Bevolkingsontwikkeling • 1675-1750: bevolking liep terug: overstromingen 1686 en 1717 (elk ca. 2.000 doden) en een zeer hoge volwassenen- en kindersterfte (endemische malaria) • Rond 1750: ca. 45.000 inwoners. • 1750-1790: langzaam herstel bevolking tot ca. 50.000 inwoners in 1790, sterfte daalt (malaria nu in de vorm van incidentele epidemieën) • Vanaf 1785/1790 versnelde bevolkingsgroei (ca. 1% per jaar
↑ Wehe en Den Hoorn ca. 1660
De gevolgen van de groei van het aantal inwoners: vlekken groeien uit tot echte dorpen tussen 1750 en 1830: voorbeeld Oldenklooster
• 1790-1880: snelle bevolkingsgroei tot ca. 110.000 in 1880, sterfte verder gedaald (echter nog tot 1860 epidemieën), iets jonger trouwen • 1880-1900: stagnatie bevolking, met uitzondering van sommige plaatsen (Delfzijl, Hoogkerk).
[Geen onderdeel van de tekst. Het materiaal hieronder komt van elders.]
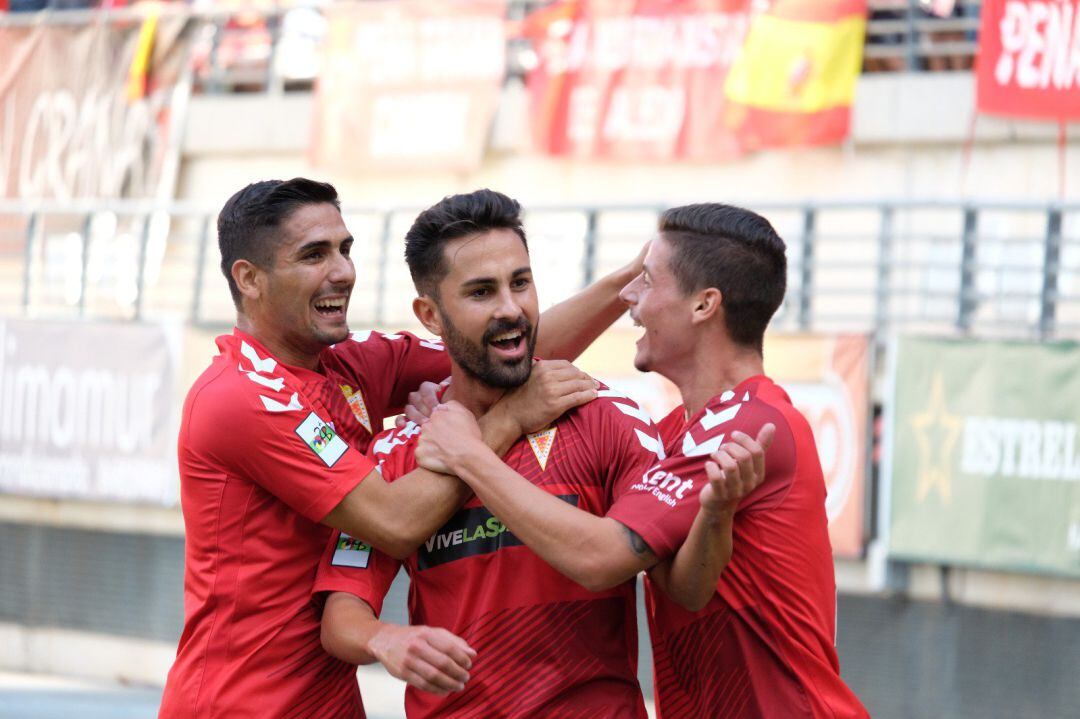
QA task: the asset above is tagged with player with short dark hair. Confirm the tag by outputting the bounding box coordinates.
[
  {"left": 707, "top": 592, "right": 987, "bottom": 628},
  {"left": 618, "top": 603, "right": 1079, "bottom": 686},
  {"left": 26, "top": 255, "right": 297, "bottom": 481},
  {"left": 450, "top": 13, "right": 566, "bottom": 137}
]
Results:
[
  {"left": 417, "top": 204, "right": 867, "bottom": 719},
  {"left": 315, "top": 190, "right": 764, "bottom": 719},
  {"left": 160, "top": 178, "right": 643, "bottom": 719}
]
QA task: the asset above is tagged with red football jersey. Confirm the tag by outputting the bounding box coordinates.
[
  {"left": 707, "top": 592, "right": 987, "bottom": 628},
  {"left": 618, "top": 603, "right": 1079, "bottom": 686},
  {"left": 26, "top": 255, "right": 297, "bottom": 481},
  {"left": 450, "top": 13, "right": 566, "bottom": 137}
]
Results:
[
  {"left": 612, "top": 377, "right": 868, "bottom": 719},
  {"left": 160, "top": 330, "right": 449, "bottom": 719},
  {"left": 315, "top": 390, "right": 662, "bottom": 719}
]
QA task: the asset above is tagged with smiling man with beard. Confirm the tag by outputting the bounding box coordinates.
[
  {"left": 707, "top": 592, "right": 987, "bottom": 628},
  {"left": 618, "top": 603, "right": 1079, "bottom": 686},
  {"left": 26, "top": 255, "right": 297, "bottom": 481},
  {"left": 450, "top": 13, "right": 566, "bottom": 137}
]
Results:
[
  {"left": 416, "top": 203, "right": 868, "bottom": 719},
  {"left": 315, "top": 190, "right": 768, "bottom": 719},
  {"left": 160, "top": 178, "right": 643, "bottom": 719}
]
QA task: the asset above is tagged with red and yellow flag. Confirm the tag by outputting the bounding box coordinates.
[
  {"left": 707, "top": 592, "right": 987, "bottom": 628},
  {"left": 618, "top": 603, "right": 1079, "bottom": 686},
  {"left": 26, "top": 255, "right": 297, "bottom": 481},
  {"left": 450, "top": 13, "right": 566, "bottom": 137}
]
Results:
[
  {"left": 523, "top": 0, "right": 866, "bottom": 162},
  {"left": 724, "top": 0, "right": 866, "bottom": 150}
]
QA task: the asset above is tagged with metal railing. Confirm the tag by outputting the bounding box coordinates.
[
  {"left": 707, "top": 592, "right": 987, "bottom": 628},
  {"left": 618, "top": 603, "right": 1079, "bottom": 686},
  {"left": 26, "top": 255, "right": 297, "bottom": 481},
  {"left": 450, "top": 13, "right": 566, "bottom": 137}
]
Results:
[
  {"left": 0, "top": 200, "right": 1080, "bottom": 338},
  {"left": 0, "top": 0, "right": 982, "bottom": 94},
  {"left": 863, "top": 0, "right": 983, "bottom": 72}
]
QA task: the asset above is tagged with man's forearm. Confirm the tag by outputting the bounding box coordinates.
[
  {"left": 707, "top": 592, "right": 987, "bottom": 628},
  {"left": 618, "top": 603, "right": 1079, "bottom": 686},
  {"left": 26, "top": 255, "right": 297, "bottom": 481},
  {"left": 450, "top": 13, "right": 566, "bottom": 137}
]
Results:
[
  {"left": 322, "top": 592, "right": 382, "bottom": 664},
  {"left": 649, "top": 511, "right": 733, "bottom": 612},
  {"left": 326, "top": 411, "right": 521, "bottom": 559},
  {"left": 455, "top": 444, "right": 639, "bottom": 592},
  {"left": 536, "top": 264, "right": 639, "bottom": 362}
]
Ondanks verder dalende sterfte door grote emigratie, naar steden en naar Noord-Amerika. 1900: 119.000 inwoners
Loppersum 1910
Conjunctuur • 1675-1750: dalende landbouwprijzen en dus grondprijzen, overstromingen, veepest, faillissementen van boeren • 1750-1790: langzaam herstel door stijgende landbouwprijzen, echter nog steeds veepest • 1790-1820: hoge landbouwprijzen, door vaste beklemrecht stijgen de prijzen van beklemmingen heel snel, ook lonen stijgen • 1820-1840: eerste agrarische depressie: lage landbouwprijzen, dalende lonen, winterwerkloosheid • 1840-1875: ‘champagnejaren’ voor boeren, stijgende prijzen en lonen • 1875/80-1895: tweede agrarische depressie: lage landbouwprijzen, winterwerkloosheid • 1895-1914: licht herstel prijzen, maar door mechanisatie en kunstmest snel stijgende productie, hernieuwde welvaart boeren
De sociale structuur van de Groningse klei (gezinnen) 1. landjonkers en ‘patriciaat’: – gering aantal; Wychgel 1796 ->
2. boeren (meer dan 5 hectare): – 18e eeuw: 30-40%; 2e helft 19e eeuw: ca. 15%
3. de middenstand: handelaren, molenaars ambachtslieden e.a. (incl. predikanten e.d.) – 18e eeuw: ca. 40%; 2e helft 19e eeuw: ca. 35%
4. arbeiders, dagloners en geoefende werklieden (timmerknechten e.d.) – 18e eeuw: 20-30%; 2e helft 19e eeuw: ca. 50%
De boeren • In de 18e eeuw meestal gebruikers van beklemde landerijen (meiers). • Verschil tussen beklemde meiers van middel grote boerderijen en middenstanders (bakkers, timmerlieden en kremers) is in de 1e helft 18e eeuw nog niet zo groot, na 1790 wel!!! Toenemende sociale verschillen • Boeren worden in de tweede helft van de 18e eeuw snel rijker door vast worden van de beklemming en de stijgende landbouwprijzen • Er zijn grote verschillen tussen kleine boeren (gezinsbedrijven) en grote kapitalistische boerderijen met 30 hectare of meer (veel inwonend en uitwonend personeel)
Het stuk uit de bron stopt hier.